Diving Deeper into Psyberg: Stateless vs Stateful Data Processing

Let’s use the signup fact table as an example here. This table’s workflow runs hourly, with the main input source being an Iceberg table storing all raw signup events partitioned by landing date, hour, and batch id.

Here’s a YAML snippet outlining the configuration for this during the Psyberg initialization step:

- job:
id: psyberg_session_init
type: Spark
spark:
app_args:
- --process_name=signup_fact_load
- --src_tables=raw_signups
- --psyberg_session_id=20230914061001
- --psyberg_hwm_table=high_water_mark_table
- --psyberg_session_table=psyberg_session_metadata
- --etl_pattern_id=1

Behind the scenes, Psyberg identifies that this pipeline is configured for a stateless pattern since etl_pattern_id=1.

Psyberg also uses the provided inputs to detect the Iceberg snapshots that persisted after the latest high watermark available in the watermark table. Using the summary column in snapshot metadata [see the Iceberg Metadata section in post 1 for more details], we parse out the partition information for each Iceberg snapshot of the source table.

Psyberg then retains these processing URIs (an array of JSON strings containing combinations of landing date, hour, and batch IDs) as determined by the snapshot changes. This information and other calculated metadata are stored in the psyberg_session_f table. This stored data is then available for the subsequent LOAD.FACT_TABLE job in the workflow to utilize and for analysis and debugging purposes.

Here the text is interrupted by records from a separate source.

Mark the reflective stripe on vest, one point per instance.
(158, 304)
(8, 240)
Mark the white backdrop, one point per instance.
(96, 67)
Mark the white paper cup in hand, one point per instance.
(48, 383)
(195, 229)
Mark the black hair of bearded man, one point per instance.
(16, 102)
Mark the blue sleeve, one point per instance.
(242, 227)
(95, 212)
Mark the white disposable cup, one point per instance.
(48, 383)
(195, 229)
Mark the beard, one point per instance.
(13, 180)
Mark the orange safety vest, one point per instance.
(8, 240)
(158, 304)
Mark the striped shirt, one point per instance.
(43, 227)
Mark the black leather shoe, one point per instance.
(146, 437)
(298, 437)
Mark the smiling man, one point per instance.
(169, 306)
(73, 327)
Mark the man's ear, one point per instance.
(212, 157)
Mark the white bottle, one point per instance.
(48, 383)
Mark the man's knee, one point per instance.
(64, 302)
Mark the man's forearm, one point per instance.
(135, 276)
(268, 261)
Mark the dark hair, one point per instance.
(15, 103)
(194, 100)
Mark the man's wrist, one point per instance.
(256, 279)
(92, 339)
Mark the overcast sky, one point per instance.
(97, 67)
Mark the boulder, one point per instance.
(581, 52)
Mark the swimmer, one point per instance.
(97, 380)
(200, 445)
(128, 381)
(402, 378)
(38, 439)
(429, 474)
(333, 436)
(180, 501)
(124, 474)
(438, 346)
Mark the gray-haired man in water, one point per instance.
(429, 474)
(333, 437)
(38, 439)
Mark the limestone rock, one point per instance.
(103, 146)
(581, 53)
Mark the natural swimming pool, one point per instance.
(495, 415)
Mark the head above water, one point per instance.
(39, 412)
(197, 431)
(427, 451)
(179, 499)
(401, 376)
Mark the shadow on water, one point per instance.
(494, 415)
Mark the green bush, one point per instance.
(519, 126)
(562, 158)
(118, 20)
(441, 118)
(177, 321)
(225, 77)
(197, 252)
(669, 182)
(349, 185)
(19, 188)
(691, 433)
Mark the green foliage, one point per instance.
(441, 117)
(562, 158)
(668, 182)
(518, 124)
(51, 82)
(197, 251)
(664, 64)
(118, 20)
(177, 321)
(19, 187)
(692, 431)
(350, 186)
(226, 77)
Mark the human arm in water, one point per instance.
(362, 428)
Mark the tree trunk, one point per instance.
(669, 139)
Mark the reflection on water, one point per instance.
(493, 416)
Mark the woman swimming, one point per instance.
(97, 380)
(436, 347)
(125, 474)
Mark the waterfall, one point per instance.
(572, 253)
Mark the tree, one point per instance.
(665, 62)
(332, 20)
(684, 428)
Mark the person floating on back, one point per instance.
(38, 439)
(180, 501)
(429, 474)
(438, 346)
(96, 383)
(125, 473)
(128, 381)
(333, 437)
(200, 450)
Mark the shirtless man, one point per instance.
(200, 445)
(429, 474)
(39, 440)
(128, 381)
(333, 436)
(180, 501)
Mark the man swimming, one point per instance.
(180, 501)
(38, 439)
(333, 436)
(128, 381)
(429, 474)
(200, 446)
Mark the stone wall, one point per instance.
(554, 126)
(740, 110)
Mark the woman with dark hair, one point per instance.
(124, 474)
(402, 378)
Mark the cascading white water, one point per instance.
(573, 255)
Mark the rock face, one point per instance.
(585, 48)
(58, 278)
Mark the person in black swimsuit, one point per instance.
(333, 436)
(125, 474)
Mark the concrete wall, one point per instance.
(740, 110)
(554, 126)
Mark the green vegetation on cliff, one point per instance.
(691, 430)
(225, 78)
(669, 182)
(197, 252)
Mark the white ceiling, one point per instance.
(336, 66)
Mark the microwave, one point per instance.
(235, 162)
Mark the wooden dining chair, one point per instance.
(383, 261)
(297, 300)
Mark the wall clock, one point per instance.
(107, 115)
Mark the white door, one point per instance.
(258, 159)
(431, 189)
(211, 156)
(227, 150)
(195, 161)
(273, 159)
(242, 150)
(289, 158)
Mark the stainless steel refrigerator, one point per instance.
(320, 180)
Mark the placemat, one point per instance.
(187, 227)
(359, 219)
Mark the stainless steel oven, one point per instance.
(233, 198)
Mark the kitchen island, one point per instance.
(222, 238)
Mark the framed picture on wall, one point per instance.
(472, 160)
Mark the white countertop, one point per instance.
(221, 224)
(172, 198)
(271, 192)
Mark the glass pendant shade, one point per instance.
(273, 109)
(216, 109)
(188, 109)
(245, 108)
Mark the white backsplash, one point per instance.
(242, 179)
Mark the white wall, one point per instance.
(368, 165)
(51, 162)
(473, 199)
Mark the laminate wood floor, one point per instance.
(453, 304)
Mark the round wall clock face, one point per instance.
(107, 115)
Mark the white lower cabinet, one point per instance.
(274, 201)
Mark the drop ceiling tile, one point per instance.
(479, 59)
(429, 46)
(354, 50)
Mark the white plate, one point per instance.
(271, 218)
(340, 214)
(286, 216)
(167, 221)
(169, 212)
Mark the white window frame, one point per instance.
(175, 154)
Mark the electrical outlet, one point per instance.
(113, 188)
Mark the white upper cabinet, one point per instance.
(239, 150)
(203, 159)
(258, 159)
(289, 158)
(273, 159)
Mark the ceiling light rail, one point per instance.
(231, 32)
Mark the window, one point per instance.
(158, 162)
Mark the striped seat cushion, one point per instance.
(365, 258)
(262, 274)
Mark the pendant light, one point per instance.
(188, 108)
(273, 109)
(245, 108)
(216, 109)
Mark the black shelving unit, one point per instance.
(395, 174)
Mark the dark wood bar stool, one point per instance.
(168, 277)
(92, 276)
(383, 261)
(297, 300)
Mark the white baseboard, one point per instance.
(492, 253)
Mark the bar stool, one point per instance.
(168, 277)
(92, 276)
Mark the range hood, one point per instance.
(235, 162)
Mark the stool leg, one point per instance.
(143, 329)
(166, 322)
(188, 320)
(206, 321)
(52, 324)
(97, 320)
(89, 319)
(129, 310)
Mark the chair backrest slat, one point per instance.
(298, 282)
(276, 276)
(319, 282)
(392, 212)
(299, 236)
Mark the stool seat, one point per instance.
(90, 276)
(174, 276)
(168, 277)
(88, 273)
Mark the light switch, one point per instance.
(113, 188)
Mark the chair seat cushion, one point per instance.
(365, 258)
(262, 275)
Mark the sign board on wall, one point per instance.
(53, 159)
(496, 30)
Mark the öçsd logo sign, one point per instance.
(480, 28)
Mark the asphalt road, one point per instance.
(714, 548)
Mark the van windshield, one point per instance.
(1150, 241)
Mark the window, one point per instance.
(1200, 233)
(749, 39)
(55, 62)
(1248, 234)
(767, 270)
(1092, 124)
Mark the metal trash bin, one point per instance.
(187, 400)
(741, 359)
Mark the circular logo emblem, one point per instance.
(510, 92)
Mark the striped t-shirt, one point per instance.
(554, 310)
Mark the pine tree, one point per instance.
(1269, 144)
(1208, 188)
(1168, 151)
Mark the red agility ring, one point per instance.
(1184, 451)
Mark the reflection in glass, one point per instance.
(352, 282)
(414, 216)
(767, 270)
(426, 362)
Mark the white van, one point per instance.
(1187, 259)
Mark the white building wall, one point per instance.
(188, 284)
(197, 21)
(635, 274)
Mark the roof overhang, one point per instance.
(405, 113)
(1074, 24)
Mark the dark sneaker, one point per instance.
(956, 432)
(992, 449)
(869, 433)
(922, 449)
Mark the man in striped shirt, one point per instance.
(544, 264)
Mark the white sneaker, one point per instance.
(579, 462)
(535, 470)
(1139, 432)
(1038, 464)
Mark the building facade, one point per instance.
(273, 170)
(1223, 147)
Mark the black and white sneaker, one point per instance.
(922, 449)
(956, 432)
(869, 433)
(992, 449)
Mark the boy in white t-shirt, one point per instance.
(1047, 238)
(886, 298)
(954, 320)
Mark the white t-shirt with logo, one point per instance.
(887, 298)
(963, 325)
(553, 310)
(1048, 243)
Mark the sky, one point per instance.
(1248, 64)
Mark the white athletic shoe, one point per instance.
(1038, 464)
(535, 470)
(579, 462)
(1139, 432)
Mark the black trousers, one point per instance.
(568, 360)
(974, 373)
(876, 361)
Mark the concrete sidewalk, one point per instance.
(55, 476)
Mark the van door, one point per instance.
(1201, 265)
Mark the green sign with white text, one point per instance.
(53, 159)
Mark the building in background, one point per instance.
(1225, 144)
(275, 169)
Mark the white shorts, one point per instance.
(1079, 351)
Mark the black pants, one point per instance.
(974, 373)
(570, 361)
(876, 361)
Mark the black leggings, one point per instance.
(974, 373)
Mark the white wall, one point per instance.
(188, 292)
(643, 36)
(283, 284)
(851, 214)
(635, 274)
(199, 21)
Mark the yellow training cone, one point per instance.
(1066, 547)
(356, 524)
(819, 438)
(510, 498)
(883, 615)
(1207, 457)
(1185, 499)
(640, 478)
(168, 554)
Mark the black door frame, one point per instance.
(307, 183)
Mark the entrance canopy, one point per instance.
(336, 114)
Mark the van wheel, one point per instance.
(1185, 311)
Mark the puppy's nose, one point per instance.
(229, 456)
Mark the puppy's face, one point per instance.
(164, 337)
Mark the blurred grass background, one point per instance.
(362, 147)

Stateful Data Processing is used when the output depends on a sequence of events across one or more input streams.

Let’s consider the example of creating a cancel fact table, which takes the following as input:

Raw cancellation events indicating when the customer account was canceled
A fact table that stores incoming customer requests to cancel their subscription at the end of the billing period

These inputs help derive additional stateful analytical attributes like the type of churn i.e. voluntary or involuntary, etc.

The initialization step for Stateful Data Processing differs slightly from Stateless. Psyberg offers additional configurations according to the pipeline needs. Here’s a YAML snippet outlining the configuration for the cancel fact table during the Psyberg initialization step:

- job:
id: psyberg_session_init
type: Spark
spark:
app_args:
- --process_name=cancel_fact_load
- --src_tables=raw_cancels|processing_ts,cancel_request_fact
- --psyberg_session_id=20230914061501
- --psyberg_hwm_table=high_water_mark_table
- --psyberg_session_table=psyberg_session_metadata
- --etl_pattern_id=2

Behind the scenes, Psyberg identifies that this pipeline is configured for a stateful pattern since etl_pattern_id is 2.

Notice the additional detail in the src_tables list corresponding to raw_cancels above. The processing_ts here represents the event processing timestamp which is different from the regular Iceberg snapshot commit timestamp i.e. event_landing_ts as described in part 1 of this series.

It is important to capture the range of a consolidated batch of events from all the sources i.e. both raw_cancels and cancel_request_fact, while factoring in late-arriving events. Changes to the source table snapshots can be tracked using different timestamp fields. Knowing which timestamp field to use i.e. event_landing_ts or something like processing_ts helps avoid missing events.

Similar to the approach in stateless data processing, Psyberg uses the provided inputs to parse out the partition information for each Iceberg snapshot of the source table.